How to Delete Duplicate Rows in MySQL
Delete duplicate rows safely while keeping the correct record instead of removing data blindly.
Before you start
Safe workflow before deletion
1. Identify the duplicate rule clearly
Do not start with the delete query. First decide which columns should be unique. For example, maybe the duplicate is based on email, or on a combination such as user_id + product_id.
If you choose the wrong columns, you can delete valid rows that only look similar.
2. Preview duplicate groups first
Use a duplicate check query first so you can see which values are repeated.
SELECT email, COUNT(*) AS cnt
FROM users
GROUP BY email
HAVING COUNT(*) > 1;
You need to confirm the duplicate pattern before you decide which rows to keep and which rows to remove.
3. Back up the table before cleanup
If the table is important, make a backup copy before deleting anything.
CREATE TABLE users_backup_20260402 AS
SELECT *
FROM users;
A quick backup table can save you from painful recovery work if the delete logic is wrong.
Delete duplicates and keep the oldest row
This pattern keeps the row with the smaller ID and deletes the later duplicate rows.
DELETE t1
FROM users t1
JOIN users t2
ON t1.email = t2.email
AND t1.id > t2.id;
For each duplicate email, the row with the bigger id is matched and removed, so the oldest row stays.
Delete duplicates and keep the newest row
If your business rule says the latest row is the one to keep, reverse the comparison.
DELETE t1
FROM users t1
JOIN users t2
ON t1.email = t2.email
AND t1.id < t2.id;
The larger id represents the latest valid row and the older rows should be removed.
Preview the exact rows before deleting
Before running DELETE, use the same logic in a SELECT query so you can inspect the rows that would be removed.
SELECT t1.*
FROM users t1
JOIN users t2
ON t1.email = t2.email
AND t1.id > t2.id;
If the preview result looks wrong, do not run the delete query yet. Fix the duplicate condition first.
Delete duplicates based on multiple columns
If duplicates are defined by more than one column, include all relevant columns in the join condition.
DELETE t1
FROM orders t1
JOIN orders t2
ON t1.user_id = t2.user_id
AND t1.product_id = t2.product_id
AND t1.id > t2.id;
This is useful when a duplicate is not defined by a single field alone.
Verify that duplicates are gone
After deletion, run the duplicate check query again to confirm cleanup succeeded.
SELECT email, COUNT(*) AS cnt
FROM users
GROUP BY email
HAVING COUNT(*) > 1;
If cleanup worked correctly, the query should return no duplicate groups for that condition.
Common mistakes
Always convert the delete logic into a SELECT first and inspect the rows to be removed.
If your join condition is incomplete, you may delete rows that are not real duplicates.
Make sure you know whether you want to keep the oldest row, the newest row, or a row selected by another business rule.

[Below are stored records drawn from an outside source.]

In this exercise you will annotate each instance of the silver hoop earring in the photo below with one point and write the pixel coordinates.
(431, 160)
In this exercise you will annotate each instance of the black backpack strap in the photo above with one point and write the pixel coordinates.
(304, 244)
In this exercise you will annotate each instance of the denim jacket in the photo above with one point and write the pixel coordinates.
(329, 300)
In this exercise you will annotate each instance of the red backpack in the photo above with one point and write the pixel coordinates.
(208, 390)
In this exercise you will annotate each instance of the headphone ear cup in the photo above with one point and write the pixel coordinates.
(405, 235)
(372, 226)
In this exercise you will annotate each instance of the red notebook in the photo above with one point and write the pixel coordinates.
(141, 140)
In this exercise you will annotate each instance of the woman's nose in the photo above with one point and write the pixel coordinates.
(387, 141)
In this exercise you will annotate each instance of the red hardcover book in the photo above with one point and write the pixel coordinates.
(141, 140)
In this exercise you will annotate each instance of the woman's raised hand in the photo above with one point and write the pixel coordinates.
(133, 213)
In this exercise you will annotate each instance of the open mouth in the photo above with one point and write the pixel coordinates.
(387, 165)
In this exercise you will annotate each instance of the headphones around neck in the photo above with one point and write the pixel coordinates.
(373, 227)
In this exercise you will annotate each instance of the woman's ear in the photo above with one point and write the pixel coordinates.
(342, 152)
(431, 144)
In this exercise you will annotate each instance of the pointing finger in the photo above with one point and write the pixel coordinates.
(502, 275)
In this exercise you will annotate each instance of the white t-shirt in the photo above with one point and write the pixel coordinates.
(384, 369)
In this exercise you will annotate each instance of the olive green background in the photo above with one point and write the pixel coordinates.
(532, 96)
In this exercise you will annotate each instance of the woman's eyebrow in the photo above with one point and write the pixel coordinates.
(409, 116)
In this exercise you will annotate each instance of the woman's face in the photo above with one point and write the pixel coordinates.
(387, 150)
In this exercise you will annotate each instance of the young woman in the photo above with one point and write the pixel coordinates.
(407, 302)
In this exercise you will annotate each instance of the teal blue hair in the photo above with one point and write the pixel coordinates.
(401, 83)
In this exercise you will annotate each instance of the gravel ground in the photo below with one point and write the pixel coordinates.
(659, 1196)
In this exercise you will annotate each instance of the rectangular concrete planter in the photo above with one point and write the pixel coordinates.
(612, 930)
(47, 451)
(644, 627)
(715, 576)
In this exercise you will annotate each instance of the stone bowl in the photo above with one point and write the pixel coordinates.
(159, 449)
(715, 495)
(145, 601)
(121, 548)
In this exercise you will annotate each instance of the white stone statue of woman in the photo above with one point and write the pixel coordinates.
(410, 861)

For production or business-critical tables, a backup before cleanup is the safer move.
About this guide
This guide shows safe and practical ways to delete duplicate rows in MySQL after you have already identified them. It focuses on real cleanup work such as keeping the oldest row, keeping the newest row, previewing what will be deleted first, and avoiding destructive mistakes.
How to follow this guide
- Confirm which columns define a duplicate row.
- Preview the duplicate rows before deleting anything.
- Create a backup table if the data matters.
- Use a delete query that keeps the correct row and removes the extra ones.
- Run a verification query after cleanup to confirm duplicates are gone.
Why use this method?
Deleting duplicate rows is not just about removing repeated data. The important part is keeping the correct row and removing only the extras. A safe workflow prevents accidental loss and makes cleanup repeatable in real projects.
Frequently Asked Questions
What is the safest way to delete duplicates in MySQL?
Preview the duplicates first, back up the table if needed, and then use a delete query that clearly keeps one row and removes the rest.
How do I decide which duplicate row to keep?
Most cleanup tasks keep either the smallest ID as the oldest row or the largest ID as the newest row, depending on your data rules.
Should I delete duplicates directly from production data?
Only after previewing the affected rows and taking a backup or confirming the logic on a copy first.
Can I delete duplicates based on multiple columns?
Yes. The duplicate condition can use one column or a combination of columns that should be unique together.